While the field of spintronics tries to leverage the spin angular momentum of electrons to develop new technologies, these particles' orbital momentum has so far been rarely considered. Currently, generating an orbital current (i.e., a flow of orbital angular momentum) remains far more challenging than generating a spin current. Nonetheless, approaches to successfully leveraging the orbital angular momentum of electrons could open the possibility for the development of a new class of devices called orbitronics.
Researchers at Japan's Keio University and Germany's Johannes Gutenberg University have reported the successful generation of an orbital current from magnetization dynamics, a phenomenon called orbital pumping. Their outlines a promising approach that could allow engineers to develop new technologies leveraging the orbital angular momentum of electrons.
The team stated that its work was inspired by ongoing research in spintronics and orbitronics, the orbital analog of spintronics. The recent study draws inspiration from spin pumping, a well-established phenomenon that allows engineers to generate spin currents. The key objective of their study was to realize this phenomenon's orbital counterpart, dubbed orbital pumping.
Orbital pumping essentially entails the generation of an orbital current via the dynamics of magnetization (i.e., the density of magnetic dipole moments induced in magnetic materials when they are placed near a magnet). To conduct their experiments, the scientists used a bilayer structure made of nickel and titanium.

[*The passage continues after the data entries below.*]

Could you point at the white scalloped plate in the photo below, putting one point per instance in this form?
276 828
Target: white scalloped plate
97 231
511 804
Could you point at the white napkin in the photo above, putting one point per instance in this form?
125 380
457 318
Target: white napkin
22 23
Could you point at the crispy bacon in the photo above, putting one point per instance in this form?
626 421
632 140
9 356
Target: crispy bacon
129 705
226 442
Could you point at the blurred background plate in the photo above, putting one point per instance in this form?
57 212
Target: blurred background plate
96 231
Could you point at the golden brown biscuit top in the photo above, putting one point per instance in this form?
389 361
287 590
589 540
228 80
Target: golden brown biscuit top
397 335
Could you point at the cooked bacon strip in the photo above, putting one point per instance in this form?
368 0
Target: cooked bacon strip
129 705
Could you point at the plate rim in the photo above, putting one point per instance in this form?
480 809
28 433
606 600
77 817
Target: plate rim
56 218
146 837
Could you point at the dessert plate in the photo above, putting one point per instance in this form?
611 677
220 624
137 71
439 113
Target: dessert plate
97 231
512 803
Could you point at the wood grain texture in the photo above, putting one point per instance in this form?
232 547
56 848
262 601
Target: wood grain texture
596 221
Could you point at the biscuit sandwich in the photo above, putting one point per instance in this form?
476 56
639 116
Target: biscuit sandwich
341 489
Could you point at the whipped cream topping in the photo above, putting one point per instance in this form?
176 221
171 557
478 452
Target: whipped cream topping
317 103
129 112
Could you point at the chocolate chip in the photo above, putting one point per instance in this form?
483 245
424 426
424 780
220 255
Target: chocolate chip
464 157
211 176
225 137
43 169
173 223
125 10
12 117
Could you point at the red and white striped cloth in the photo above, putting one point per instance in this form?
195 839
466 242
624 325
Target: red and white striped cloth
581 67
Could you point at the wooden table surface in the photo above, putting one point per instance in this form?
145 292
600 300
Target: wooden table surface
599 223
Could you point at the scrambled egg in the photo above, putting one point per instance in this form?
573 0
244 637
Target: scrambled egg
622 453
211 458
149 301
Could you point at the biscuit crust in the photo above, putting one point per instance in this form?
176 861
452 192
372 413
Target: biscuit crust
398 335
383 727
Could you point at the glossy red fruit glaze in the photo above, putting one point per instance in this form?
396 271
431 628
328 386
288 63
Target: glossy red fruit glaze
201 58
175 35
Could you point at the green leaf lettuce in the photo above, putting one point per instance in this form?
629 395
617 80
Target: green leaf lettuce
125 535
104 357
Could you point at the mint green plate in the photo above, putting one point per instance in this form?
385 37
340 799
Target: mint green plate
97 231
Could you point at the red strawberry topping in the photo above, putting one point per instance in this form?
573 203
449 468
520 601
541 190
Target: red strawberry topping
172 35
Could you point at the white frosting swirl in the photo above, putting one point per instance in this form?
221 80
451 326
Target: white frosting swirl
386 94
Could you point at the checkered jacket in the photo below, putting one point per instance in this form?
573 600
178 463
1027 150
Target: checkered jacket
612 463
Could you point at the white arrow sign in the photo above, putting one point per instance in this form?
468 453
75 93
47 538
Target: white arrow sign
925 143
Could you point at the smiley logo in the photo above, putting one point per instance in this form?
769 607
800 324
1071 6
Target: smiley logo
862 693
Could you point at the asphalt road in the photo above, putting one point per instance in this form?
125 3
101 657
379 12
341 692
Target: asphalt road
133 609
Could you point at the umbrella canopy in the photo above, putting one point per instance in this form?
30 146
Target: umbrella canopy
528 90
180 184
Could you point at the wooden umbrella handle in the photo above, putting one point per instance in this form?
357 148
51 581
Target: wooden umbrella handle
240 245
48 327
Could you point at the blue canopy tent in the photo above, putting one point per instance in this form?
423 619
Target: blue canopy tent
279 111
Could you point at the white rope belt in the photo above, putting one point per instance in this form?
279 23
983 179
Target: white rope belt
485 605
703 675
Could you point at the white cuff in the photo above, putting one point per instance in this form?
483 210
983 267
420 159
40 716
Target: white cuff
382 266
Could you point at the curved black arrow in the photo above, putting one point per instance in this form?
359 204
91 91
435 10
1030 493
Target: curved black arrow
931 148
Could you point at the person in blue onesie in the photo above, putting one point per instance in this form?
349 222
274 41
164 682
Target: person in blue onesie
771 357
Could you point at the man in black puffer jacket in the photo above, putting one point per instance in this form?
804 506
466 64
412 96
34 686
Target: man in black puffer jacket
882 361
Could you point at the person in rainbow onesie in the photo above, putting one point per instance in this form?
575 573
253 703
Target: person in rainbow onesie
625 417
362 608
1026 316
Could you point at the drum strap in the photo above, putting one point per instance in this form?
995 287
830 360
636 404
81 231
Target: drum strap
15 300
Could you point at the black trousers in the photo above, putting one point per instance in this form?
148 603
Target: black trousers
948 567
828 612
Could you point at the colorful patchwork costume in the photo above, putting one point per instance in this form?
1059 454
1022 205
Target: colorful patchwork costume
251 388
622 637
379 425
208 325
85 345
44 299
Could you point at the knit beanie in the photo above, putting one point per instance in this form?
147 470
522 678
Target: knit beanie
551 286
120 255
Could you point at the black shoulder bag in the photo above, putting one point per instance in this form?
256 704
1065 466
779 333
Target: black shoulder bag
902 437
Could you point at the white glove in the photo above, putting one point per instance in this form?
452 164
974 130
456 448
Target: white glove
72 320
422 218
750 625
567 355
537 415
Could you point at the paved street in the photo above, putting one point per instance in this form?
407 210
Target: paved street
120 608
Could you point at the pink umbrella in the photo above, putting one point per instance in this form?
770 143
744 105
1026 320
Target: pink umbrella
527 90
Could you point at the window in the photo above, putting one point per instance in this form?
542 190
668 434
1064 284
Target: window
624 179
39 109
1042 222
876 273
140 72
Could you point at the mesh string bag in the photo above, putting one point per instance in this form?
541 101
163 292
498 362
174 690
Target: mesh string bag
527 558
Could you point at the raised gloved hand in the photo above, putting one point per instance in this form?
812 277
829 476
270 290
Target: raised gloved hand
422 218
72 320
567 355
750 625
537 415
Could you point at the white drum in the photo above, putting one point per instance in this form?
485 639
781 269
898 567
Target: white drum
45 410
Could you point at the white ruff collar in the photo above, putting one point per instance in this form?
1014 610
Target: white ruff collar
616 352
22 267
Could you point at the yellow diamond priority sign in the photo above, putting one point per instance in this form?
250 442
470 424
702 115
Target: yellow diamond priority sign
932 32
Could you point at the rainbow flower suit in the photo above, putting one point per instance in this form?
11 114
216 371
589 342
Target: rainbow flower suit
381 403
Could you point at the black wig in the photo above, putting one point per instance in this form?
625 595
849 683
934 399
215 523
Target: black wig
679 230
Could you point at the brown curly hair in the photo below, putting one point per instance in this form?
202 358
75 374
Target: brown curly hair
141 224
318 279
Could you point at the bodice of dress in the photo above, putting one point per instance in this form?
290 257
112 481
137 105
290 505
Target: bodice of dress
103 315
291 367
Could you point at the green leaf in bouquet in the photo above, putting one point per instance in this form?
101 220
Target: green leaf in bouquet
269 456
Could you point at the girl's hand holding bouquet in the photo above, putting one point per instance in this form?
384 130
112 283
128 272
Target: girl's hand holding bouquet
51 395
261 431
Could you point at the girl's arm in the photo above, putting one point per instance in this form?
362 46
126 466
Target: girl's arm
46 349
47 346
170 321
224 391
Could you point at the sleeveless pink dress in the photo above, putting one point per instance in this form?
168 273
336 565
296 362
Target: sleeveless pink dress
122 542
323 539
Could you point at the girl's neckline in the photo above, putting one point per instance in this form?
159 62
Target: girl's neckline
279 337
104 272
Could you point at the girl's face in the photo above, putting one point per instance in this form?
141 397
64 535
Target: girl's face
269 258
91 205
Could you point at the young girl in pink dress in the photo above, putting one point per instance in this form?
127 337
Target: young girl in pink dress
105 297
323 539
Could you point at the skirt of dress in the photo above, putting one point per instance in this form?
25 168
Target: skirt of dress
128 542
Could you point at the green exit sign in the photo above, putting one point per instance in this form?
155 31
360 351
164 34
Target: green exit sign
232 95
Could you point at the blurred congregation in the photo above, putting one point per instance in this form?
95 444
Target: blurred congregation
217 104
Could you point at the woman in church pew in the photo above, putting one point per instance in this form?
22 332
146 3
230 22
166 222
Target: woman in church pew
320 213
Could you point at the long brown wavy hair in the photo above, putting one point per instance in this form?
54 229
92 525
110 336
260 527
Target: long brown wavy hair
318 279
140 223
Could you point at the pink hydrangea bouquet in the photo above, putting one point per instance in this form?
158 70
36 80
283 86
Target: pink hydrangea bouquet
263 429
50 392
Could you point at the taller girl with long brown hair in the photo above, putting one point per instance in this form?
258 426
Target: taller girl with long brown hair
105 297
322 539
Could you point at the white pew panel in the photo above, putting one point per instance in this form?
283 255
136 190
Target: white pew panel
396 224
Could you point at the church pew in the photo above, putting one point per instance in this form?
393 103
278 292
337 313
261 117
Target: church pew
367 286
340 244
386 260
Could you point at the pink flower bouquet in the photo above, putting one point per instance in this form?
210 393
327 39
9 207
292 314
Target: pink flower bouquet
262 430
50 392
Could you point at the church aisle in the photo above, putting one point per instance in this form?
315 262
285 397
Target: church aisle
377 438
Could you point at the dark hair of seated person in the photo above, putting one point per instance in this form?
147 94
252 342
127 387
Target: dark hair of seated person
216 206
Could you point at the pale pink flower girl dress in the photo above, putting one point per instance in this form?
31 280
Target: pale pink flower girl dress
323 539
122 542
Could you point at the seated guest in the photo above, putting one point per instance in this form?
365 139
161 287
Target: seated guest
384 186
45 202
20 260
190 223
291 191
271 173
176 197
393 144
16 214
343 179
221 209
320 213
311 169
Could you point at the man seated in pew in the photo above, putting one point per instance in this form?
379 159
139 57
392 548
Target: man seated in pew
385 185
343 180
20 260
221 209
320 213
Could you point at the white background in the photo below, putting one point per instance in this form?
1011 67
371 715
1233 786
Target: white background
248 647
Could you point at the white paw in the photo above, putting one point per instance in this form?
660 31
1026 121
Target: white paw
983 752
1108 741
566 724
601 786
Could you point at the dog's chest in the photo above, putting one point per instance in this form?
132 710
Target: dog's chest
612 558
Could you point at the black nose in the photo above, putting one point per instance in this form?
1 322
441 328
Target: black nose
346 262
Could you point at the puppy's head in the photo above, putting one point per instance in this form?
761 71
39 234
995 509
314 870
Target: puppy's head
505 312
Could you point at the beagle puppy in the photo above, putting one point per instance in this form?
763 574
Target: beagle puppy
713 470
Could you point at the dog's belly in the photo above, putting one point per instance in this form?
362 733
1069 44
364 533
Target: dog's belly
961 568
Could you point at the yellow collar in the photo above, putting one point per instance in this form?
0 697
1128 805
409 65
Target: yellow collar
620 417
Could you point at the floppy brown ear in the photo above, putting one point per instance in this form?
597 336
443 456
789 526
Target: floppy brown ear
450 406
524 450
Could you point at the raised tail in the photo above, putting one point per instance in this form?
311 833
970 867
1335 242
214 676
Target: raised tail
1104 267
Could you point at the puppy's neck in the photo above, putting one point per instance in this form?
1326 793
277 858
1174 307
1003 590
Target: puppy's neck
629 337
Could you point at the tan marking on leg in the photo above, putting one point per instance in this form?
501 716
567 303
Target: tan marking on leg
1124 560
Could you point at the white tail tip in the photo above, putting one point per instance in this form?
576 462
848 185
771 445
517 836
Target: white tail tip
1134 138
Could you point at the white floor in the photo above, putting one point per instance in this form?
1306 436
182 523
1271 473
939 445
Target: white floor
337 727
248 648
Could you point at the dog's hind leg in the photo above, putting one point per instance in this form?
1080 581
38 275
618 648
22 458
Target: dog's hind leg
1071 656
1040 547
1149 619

By applying a magnetic field to their nickel and titanium structure, the researchers were able to successfully demonstrate orbital pumping. The techniques they used thus ultimately proved effective in generating an orbital current in an experimental setting.
The promising results could pave the way for new studies aimed at generating orbital currents via magnetization. These works could eventually lead to the introduction of orbitronic devices, a class of electronics that has so far been largely overlooked.